Located on the central coast of NSW, next to Boudii National Park, with views down to Maitland Bay across the surrounding native bushland, this new house, for a family relocating to the coast, resolves the difficulties of a sloping site, bushfire regulations and a site compressed between neighbouring properties.
The plan is a careful negotiation between these constraints while providing living spaces that capture northern light and views, as well as sensitively responding to the ecology of the site and adjacent properties.
The built form is defined by the two wings that control the entry sequence and work around the mature Angophora trees. The transparency of the breezeway provides views out to the ocean from the street. A generosity that sits in contrast to the neighbouring houses that typically form a barrier to the view. At once breezeway, verandah, passageway and buffer zone, this entirely operable link space tunes the response appropriate to the changing day.

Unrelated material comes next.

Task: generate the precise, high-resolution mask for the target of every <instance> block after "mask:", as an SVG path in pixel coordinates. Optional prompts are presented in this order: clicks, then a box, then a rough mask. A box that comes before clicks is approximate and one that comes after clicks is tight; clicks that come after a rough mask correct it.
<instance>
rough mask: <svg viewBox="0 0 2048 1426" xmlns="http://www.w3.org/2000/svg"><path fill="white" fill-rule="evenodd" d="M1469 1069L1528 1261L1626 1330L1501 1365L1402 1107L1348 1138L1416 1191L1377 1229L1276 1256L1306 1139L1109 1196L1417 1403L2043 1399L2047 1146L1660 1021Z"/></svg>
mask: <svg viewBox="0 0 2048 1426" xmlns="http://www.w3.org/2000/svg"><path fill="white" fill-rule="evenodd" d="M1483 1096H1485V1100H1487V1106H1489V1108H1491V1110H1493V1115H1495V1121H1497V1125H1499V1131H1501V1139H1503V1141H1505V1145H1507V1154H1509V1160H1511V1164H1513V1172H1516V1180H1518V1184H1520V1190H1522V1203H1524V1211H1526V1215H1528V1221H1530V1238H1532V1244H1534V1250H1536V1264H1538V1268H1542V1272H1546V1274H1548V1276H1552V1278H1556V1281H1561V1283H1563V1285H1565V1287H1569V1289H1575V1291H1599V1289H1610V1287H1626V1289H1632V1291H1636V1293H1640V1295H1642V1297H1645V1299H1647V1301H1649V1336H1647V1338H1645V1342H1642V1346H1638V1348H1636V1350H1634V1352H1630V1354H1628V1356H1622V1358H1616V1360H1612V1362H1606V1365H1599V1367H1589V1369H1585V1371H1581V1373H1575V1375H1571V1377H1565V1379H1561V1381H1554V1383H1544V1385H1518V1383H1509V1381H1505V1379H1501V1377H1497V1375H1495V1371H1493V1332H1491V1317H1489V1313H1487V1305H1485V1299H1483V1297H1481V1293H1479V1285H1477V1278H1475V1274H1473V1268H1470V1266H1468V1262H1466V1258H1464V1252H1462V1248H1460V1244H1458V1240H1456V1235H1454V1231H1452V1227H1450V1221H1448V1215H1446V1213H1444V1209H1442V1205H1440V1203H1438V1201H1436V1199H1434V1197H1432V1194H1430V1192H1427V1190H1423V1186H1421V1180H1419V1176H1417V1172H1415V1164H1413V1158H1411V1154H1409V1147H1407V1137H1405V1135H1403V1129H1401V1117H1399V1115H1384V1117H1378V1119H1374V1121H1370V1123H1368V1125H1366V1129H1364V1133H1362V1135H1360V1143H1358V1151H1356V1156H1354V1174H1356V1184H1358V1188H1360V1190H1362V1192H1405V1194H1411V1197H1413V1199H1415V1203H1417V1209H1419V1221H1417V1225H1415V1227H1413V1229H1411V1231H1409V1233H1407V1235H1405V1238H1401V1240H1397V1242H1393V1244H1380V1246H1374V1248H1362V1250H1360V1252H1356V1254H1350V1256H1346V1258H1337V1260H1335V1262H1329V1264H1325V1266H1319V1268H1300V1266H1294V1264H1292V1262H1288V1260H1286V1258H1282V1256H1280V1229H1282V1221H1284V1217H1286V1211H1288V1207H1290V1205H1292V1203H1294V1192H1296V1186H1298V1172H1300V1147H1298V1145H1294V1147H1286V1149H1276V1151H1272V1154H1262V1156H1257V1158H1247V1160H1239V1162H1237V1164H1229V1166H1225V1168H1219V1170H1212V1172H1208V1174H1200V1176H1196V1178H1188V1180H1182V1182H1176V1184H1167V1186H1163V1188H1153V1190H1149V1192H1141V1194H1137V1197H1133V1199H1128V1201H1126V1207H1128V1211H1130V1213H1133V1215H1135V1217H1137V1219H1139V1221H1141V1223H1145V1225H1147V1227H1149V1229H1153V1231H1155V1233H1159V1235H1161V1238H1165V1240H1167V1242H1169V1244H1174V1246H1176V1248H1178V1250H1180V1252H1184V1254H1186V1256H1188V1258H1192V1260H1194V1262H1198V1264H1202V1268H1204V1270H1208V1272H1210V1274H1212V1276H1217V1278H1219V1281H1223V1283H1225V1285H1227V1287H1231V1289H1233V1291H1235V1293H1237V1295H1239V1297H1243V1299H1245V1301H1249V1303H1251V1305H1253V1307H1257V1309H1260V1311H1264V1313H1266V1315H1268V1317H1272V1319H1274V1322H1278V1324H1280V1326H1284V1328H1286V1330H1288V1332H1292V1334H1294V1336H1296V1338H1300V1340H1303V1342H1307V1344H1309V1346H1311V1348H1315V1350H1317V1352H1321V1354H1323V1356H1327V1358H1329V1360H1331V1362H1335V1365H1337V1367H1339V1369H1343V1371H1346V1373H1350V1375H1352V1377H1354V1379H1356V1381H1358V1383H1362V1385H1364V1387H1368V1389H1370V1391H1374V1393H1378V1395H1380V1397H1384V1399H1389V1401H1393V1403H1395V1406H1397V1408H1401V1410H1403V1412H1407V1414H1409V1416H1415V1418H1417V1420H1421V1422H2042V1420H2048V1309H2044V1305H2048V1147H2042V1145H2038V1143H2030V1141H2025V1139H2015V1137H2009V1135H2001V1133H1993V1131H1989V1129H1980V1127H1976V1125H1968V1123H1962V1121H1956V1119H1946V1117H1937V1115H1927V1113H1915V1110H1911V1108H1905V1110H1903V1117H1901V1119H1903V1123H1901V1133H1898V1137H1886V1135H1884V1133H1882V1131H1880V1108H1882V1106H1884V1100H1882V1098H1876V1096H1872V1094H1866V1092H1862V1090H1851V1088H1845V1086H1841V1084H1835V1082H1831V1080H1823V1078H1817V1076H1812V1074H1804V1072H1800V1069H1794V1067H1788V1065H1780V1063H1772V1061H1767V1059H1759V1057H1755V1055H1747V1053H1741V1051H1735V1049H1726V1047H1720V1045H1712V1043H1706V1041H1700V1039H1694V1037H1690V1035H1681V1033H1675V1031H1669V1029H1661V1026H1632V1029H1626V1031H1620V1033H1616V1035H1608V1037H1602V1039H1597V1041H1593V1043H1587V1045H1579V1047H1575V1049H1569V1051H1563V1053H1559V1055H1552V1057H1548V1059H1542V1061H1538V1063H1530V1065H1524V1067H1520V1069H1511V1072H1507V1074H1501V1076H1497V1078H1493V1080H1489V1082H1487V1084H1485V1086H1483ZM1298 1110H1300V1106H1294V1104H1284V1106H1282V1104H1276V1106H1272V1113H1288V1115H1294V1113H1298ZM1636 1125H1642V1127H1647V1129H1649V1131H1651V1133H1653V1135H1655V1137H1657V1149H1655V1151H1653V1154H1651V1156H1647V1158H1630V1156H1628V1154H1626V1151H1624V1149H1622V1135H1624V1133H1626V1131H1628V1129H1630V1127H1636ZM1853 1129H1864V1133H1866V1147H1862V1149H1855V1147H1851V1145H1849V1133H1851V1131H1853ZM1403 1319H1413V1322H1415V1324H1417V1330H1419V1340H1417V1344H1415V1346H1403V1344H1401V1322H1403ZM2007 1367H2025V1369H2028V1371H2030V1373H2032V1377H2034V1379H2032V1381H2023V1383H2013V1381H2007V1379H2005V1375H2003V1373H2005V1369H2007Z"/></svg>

While the site is magnificent, adjoining houses with a suburban degree of boundary proximity on either side of the title pose privacy and compromised outlook problems. Much of the massing thought went to redirecting outlook and capturing the illusion of singular untouched landscape views.
The resultant angular massing balances its irregularity with a uniformity of material selection to ensure the house sits quietly in the landscape and generates a sympathetically toned background against which to appreciate the extraordinary beauty of the sinuous Angophora trunks.
The overall form is robust and protecting but also porous and connected to the landscape and the ever-changing views over Maitland Bay.